He pumped Deveaux's hand energetically.
"Before I sail, though, sir," Alan added. "Could I have a fair copy of all that you and Mister Boudreau suspect? Before, we had no way to prove Finney guilty, none a court would accept. This time, we just might have a chance of having his head on a plate! And nailing Commodore Garvey's hide to my mainmast into the bargain!"
"You will have everything, Captain Lewrie," Deveaux promised. "But sail, sir? For where? Not Nassau, I beg you. It's too early to tip your hand, before Mr. Wylly finishes, his secret investigation."
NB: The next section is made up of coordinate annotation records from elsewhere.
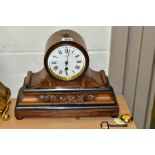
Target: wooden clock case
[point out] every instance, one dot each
(43, 95)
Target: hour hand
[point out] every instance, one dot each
(66, 71)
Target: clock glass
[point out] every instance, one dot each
(66, 62)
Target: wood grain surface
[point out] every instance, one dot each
(64, 122)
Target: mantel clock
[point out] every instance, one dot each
(66, 86)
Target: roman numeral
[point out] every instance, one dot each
(55, 56)
(54, 62)
(79, 61)
(77, 56)
(55, 68)
(77, 67)
(67, 50)
(60, 72)
(60, 52)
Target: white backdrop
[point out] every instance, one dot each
(22, 49)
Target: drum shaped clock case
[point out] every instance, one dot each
(66, 86)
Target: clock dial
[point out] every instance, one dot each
(66, 62)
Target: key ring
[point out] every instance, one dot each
(104, 125)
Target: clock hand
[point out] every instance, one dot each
(66, 62)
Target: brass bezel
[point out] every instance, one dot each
(74, 44)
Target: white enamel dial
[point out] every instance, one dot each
(66, 62)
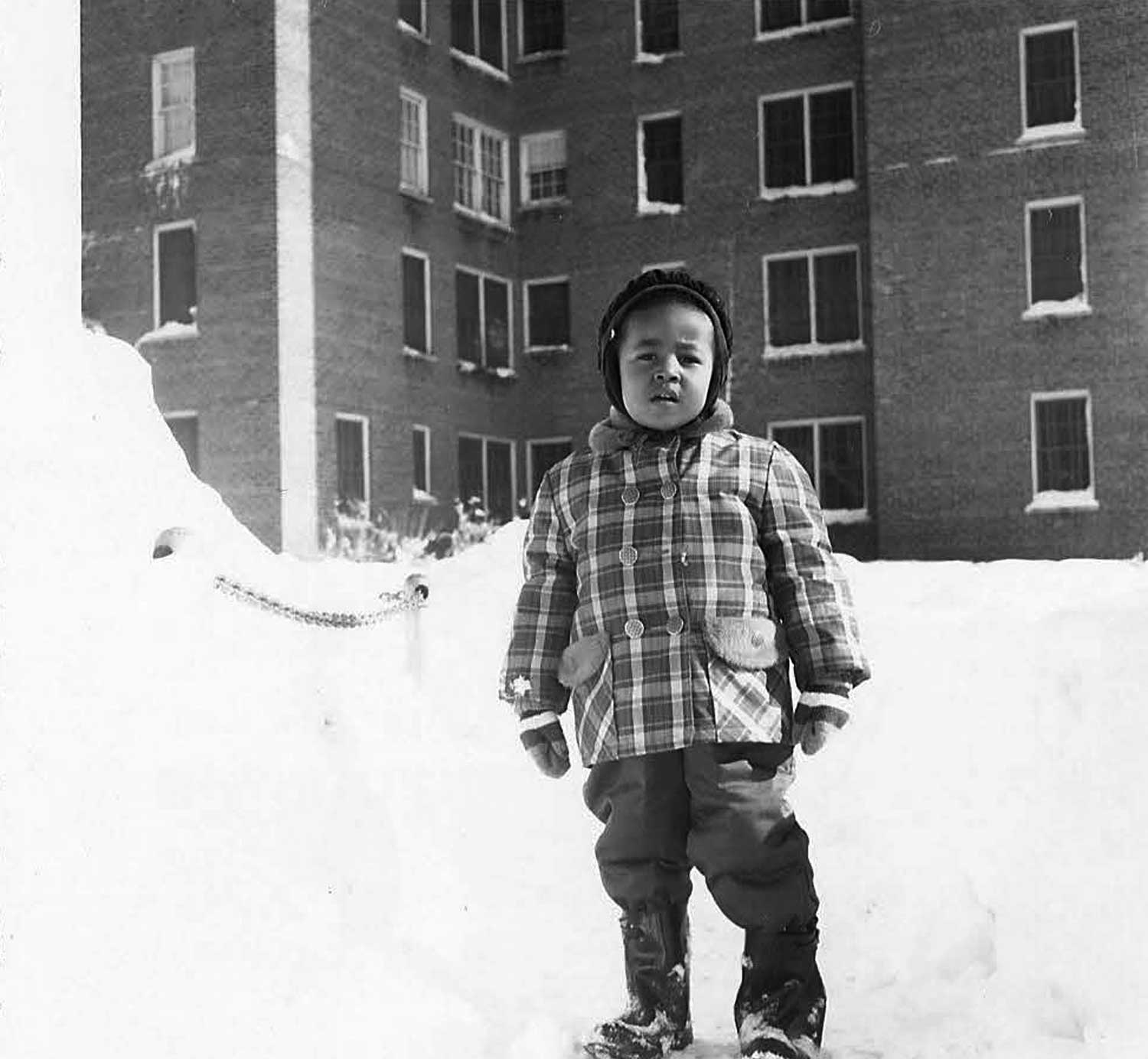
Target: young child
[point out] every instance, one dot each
(672, 572)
"Nay, sir, 'tis far too late, I'm thinking," Alan countered, in a fever to be on his way. "But not Nassau. Good Lord, sir, I'm banned from going there, am I not? But," he concluded with a crafty smile, "I don't recall Commodore Garvey saying a blessed thing to keep me from sailing south!"
"South, sir?" Deveaux was forced to query with a frown.
"To put my wits together with Commander Rodgers, sir," Lewrie told him gaily. "And after that, why… one never knows, sir!"
Chapter 5
Abeam the Trades, on a soldier's wind, Alacrity flew like some mythical courier, threading between Rum Cay and Watling's, and out to deep ocean, taking the outside passage nor'east of Samana Cay, a day's run of 160 nautical miles from one noon to the next When they "shot" the sun, they'd gained 72°40' west and 23°30' north.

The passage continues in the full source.